Retrospectives are a well-known, but not necessarily well understood or well executed ritual from the Scrum framework. In fact, retrospectives have been around in one form or another long before Scrum became mainstream.

This is what the Scrum Guide says about retrospectives:

“The Sprint Retrospective is an opportunity for the Scrum Team to inspect itself and create a plan for improvements to be enacted during the next Sprint.”

Over time the retrospective ritual has grown to encompass not just the previous sprint’s activities, but the well-being of the team. Esther Derby, co-author of Agile Retrospectives – Making Good Teams Great, says:

“..retrospectives focus not only on the development process, but on the team and team issues. And team issues are as challenging as technical issues—if not more so.”

At Bright Interactive we have several teams of different sizes and with different purposes and goals. For each of them, we have regular retrospectives. If they are facilitated well, and certain constraints are put in place, they turn into valuable gatherings where real change can happen.

Retrospectives deserve and have many books written about them, so I’m not going to delve into the subject any further, but there is one thing I want to share with you: transparency.

Open

Much is made of being transparent within agile practices. In Scrum, for example, the Scrum Board is an information radiator, allowing everyone and their dog to see the progress made by a development team; the Definition of Done is supposed to be a publicly-visible contract, open to scrutiny; and likewise, the retrospective is a time in which all team members have an opportunity to talk openly (bound by the team’s Working Agreement). However, recently at Bright Interactive we’ve been trying something different with our retrospectives: secrecy.

Retrospective

OK, so “secrecy” is a bit strong here. Up until recently all of our retrospectives have been published internally for the whole company to read. This in itself is not a bad thing, as openness and honesty are good things for teams to practice. But we tried an experiment with one of our teams: we said that everything said in a retrospective would stay in the retrospective. Once a retro’ exercise had finished (for example, variations on Speedboat, Starfish, Mad Sad Glad and the like) and an action or two had been agreed upon – this is important – the board would be wiped clean and all stickies consigned to the bin. We did this with agreement from the team first, naturally.

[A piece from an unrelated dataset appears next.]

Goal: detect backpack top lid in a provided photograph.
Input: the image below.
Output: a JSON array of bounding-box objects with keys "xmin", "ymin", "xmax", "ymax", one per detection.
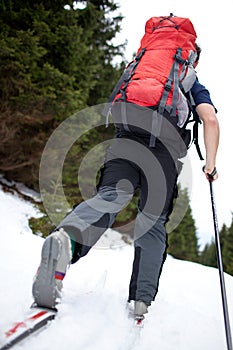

As soon as we tried this, the team was more open and explicit (in a good way) about a lot of the things they wrote up on their stickies. At first we were concerned about the items that gone thrown away, but once they had been discussed and an action settled upon (which we do for every retrospective) this didn’t seem to irk the team. Normally, many of the trashed items related to specific events from the previous week, and those items which transcended several weeks or iterations would come up again in subsequent retrospectives anyway.

That said, this is an experiment. If the team decides that documenting retrospectives bring more pros than cons, then we’ll resort to that. In the meantime, we’ll keep it in the retrospective.